Why You Care
Ever wish your online meetings or virtual events felt more personal and responsive? Imagine an AI assistant that truly understands what’s on your screen and converses naturally. Kaltura’s recent acquisition of eSelf for $27 million promises to make this a reality, according to the announcement. This deal could significantly change how you interact with video content and virtual agents.
What Actually Happened
Kaltura, a Nasdaq-listed company known for its cloud-based video solutions, has acquired eSelf in a $27 million deal. The acquisition, as detailed in the blog post, integrates eSelf’s virtual agent system into Kaltura’s system. eSelf was co-founded in 2023 by CEO Alan Bekker and CTO Eylon Shoshan. Bekker previously sold his first startup, Voca, to Snap in 2020. eSelf brings deep technical expertise in speech-to-video generation and low-latency speech recognition. It also offers screen understanding, allowing avatars to interpret and respond to on-screen content. The eSelf co-founders and their team of approximately 15 AI experts will join Kaltura, the company reports.
Why This Matters to You
This acquisition means more intelligent and interactive video experiences for everyone. Kaltura plans to integrate eSelf.ai’s virtual agent system across its video offerings, as mentioned in the release. This integration aims to enable agents that can listen, speak, and interpret user screens in real time. Think of it as having a super-smart virtual assistant that truly understands your context. For example, imagine a customer service bot that not only hears your question but also sees the error message on your screen and guides you through troubleshooting visually. How might this impact your daily work or learning experiences?
Ron Yekutiel, co-founder and CEO of Kaltura, emphasized the strategic importance of this acquisition. “This acquisition was so strategic. We were actively evaluating multiple companies to find the right fit,” Yekutiel said in an interview with TechCrunch.
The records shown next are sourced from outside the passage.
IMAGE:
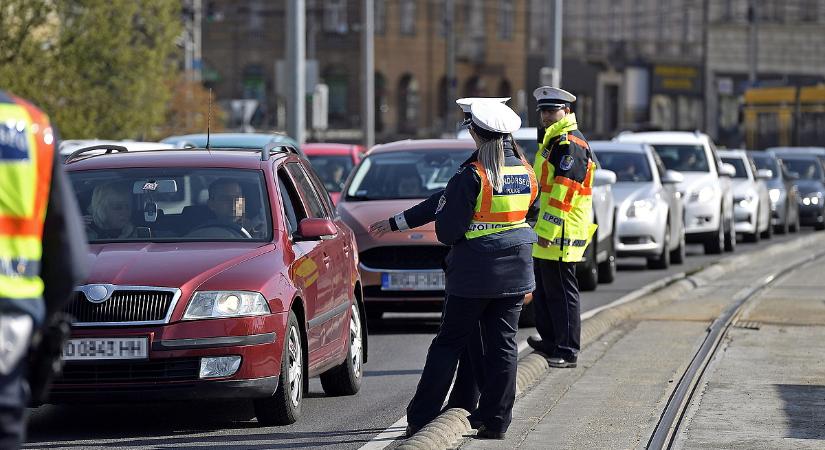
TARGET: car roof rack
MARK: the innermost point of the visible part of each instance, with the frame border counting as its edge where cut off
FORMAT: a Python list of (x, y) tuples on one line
[(108, 147)]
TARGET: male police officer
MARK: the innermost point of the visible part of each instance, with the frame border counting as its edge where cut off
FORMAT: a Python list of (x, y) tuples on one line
[(564, 169), (42, 254)]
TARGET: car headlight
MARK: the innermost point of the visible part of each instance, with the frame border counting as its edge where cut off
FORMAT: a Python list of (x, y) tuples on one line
[(774, 195), (641, 208), (704, 195), (215, 304)]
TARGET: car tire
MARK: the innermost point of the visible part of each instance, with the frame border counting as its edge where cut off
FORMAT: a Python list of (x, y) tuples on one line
[(716, 244), (679, 254), (662, 261), (527, 318), (588, 272), (730, 238), (284, 407), (607, 268), (345, 379)]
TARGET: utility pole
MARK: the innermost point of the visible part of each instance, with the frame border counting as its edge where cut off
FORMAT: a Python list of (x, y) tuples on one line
[(753, 42), (708, 77), (368, 75), (296, 63), (555, 59), (449, 82)]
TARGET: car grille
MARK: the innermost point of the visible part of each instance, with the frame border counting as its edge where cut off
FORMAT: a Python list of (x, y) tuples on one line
[(124, 306), (407, 257), (175, 369)]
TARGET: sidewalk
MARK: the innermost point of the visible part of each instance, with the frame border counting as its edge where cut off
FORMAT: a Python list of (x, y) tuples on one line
[(765, 388)]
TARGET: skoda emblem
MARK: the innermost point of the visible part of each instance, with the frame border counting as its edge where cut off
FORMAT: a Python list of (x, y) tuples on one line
[(97, 293)]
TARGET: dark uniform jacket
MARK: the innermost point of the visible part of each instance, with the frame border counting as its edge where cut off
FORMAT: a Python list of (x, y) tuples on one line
[(496, 265)]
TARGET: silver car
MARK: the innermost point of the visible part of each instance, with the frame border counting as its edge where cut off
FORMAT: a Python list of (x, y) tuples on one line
[(751, 201), (650, 213)]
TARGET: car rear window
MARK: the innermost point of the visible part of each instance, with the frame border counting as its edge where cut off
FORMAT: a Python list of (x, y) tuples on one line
[(629, 167), (333, 170), (173, 204), (404, 174), (683, 157)]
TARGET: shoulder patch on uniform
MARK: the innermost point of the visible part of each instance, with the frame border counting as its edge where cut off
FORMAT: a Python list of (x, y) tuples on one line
[(441, 202), (566, 162)]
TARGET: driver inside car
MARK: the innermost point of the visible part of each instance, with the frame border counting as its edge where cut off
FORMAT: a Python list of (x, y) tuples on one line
[(227, 207)]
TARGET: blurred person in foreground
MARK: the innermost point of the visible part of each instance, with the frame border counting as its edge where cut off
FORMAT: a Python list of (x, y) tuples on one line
[(42, 257), (481, 215)]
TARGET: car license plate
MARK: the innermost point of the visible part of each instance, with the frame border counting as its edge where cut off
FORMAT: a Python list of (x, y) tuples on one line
[(106, 348), (413, 281)]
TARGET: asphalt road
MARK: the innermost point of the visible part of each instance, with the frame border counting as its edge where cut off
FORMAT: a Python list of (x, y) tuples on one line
[(398, 345)]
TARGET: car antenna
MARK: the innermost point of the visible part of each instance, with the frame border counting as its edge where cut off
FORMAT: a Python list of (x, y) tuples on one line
[(209, 120)]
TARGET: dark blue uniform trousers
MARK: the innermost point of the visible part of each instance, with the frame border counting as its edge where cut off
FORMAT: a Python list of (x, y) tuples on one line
[(558, 313), (498, 318), (13, 398)]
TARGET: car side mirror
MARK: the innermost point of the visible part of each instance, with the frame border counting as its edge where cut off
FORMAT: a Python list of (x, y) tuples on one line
[(604, 177), (672, 177), (727, 170), (314, 229)]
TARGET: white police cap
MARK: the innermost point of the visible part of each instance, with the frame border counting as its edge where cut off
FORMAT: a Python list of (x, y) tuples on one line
[(552, 98), (465, 102), (495, 117)]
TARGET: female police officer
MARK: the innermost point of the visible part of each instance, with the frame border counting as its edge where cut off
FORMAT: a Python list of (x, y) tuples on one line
[(489, 270)]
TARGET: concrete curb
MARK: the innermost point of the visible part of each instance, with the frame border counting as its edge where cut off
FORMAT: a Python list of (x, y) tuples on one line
[(450, 426)]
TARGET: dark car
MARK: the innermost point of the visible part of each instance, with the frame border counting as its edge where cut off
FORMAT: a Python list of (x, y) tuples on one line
[(782, 191), (213, 274), (811, 186)]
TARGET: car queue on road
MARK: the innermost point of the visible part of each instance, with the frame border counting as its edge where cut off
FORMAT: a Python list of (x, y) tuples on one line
[(201, 318)]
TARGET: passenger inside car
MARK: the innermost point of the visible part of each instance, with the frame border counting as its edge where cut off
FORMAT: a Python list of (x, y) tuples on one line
[(110, 213)]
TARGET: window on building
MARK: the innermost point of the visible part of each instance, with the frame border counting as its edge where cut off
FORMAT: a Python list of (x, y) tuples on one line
[(380, 16), (506, 19), (335, 16), (407, 11)]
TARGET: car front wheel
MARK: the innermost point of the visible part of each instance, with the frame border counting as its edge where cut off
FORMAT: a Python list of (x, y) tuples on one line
[(345, 379), (284, 407)]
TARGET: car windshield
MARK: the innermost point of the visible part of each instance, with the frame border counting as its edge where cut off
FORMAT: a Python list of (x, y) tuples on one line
[(739, 165), (404, 174), (629, 167), (684, 158), (765, 162), (173, 204), (332, 169), (808, 169)]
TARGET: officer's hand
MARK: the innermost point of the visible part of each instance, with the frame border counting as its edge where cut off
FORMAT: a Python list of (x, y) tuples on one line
[(380, 228)]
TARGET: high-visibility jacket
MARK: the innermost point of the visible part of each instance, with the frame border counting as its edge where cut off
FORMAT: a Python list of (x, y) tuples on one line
[(26, 158), (564, 168), (496, 212)]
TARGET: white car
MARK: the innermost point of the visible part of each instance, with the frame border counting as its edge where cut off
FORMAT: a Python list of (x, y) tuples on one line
[(751, 201), (707, 189), (68, 147), (650, 213), (600, 268)]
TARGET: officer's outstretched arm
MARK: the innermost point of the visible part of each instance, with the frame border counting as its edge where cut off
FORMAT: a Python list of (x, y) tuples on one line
[(456, 207)]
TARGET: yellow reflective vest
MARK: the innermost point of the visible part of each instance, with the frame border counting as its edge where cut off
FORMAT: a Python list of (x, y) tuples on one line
[(496, 212), (26, 158), (564, 169)]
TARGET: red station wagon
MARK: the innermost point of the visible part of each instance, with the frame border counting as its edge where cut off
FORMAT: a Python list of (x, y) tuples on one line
[(213, 274)]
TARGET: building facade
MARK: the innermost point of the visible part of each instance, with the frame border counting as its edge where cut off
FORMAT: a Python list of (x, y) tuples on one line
[(244, 52)]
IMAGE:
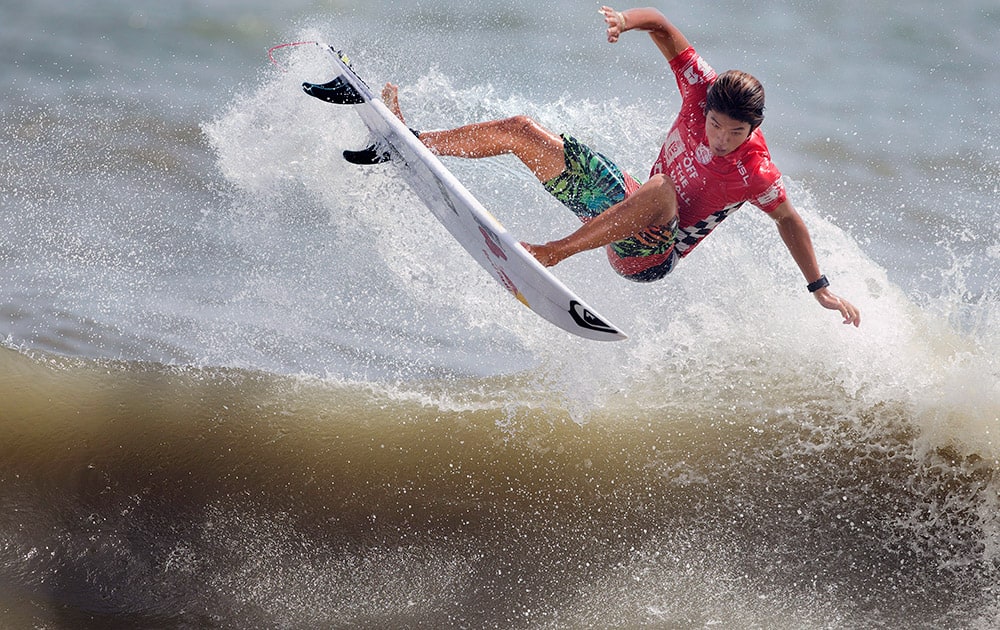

He added, “We determined that they [eSelf] were for real-time, synchronous conversation — not just video-on-demand lip-syncing — and that they had an impressive speech-to-text and text-to-speech system stack.” This focus on real-time, synchronous conversation is crucial for creating truly natural interactions.
Here’s a breakdown of what eSelf’s system brings:
| Capability | Description |
| Speech-to-Video | Generates video content directly from spoken words. |
| Low-Latency Speech | Processes spoken language with minimal delay for real-time interaction. |
| Screen Understanding | Allows AI avatars to ‘see’ and respond to content on a user’s screen. |
| Real-time Conversation | Enables , natural dialogue, not just pre-recorded responses. |
The Surprising Finding
What’s particularly interesting is the emphasis on real-time, synchronous conversation over simple lip-syncing for video-on-demand. Many might assume AI video agents are primarily about making pre-recorded content look more natural. However, the team revealed that eSelf excels in live, interactive dialogue. Yekutiel highlighted that eSelf was ” for real-time, synchronous conversation — not just video-on-demand lip-syncing.” This challenges the common assumption that AI video is mostly about enhancing existing video files. Instead, the focus is on creating dynamic, on-the-fly interactions. This capability is far more complex than merely animating a mouth to match audio. It suggests a future where AI agents are active participants in live digital interactions.
What Happens Next
Kaltura plans to integrate eSelf’s system across its extensive video offerings. This integration will likely unfold over the next 12-18 months, with initial features possibly appearing in early 2026. Imagine your next virtual corporate town hall featuring an AI assistant that can summarize questions in real-time or pull up relevant data as you speak. The company reports that all eSelf employees are joining Kaltura, ensuring a smooth transition of expertise. This move positions Kaltura to offer more AI-powered video solutions to its over 800 enterprise customers. These clients include tech giants like Amazon, Oracle, and IBM, as well as leading universities, as the company reports. For users, this means more engaging and efficient virtual environments. Your interactions with online platforms could become significantly more intuitive and personalized in the near future.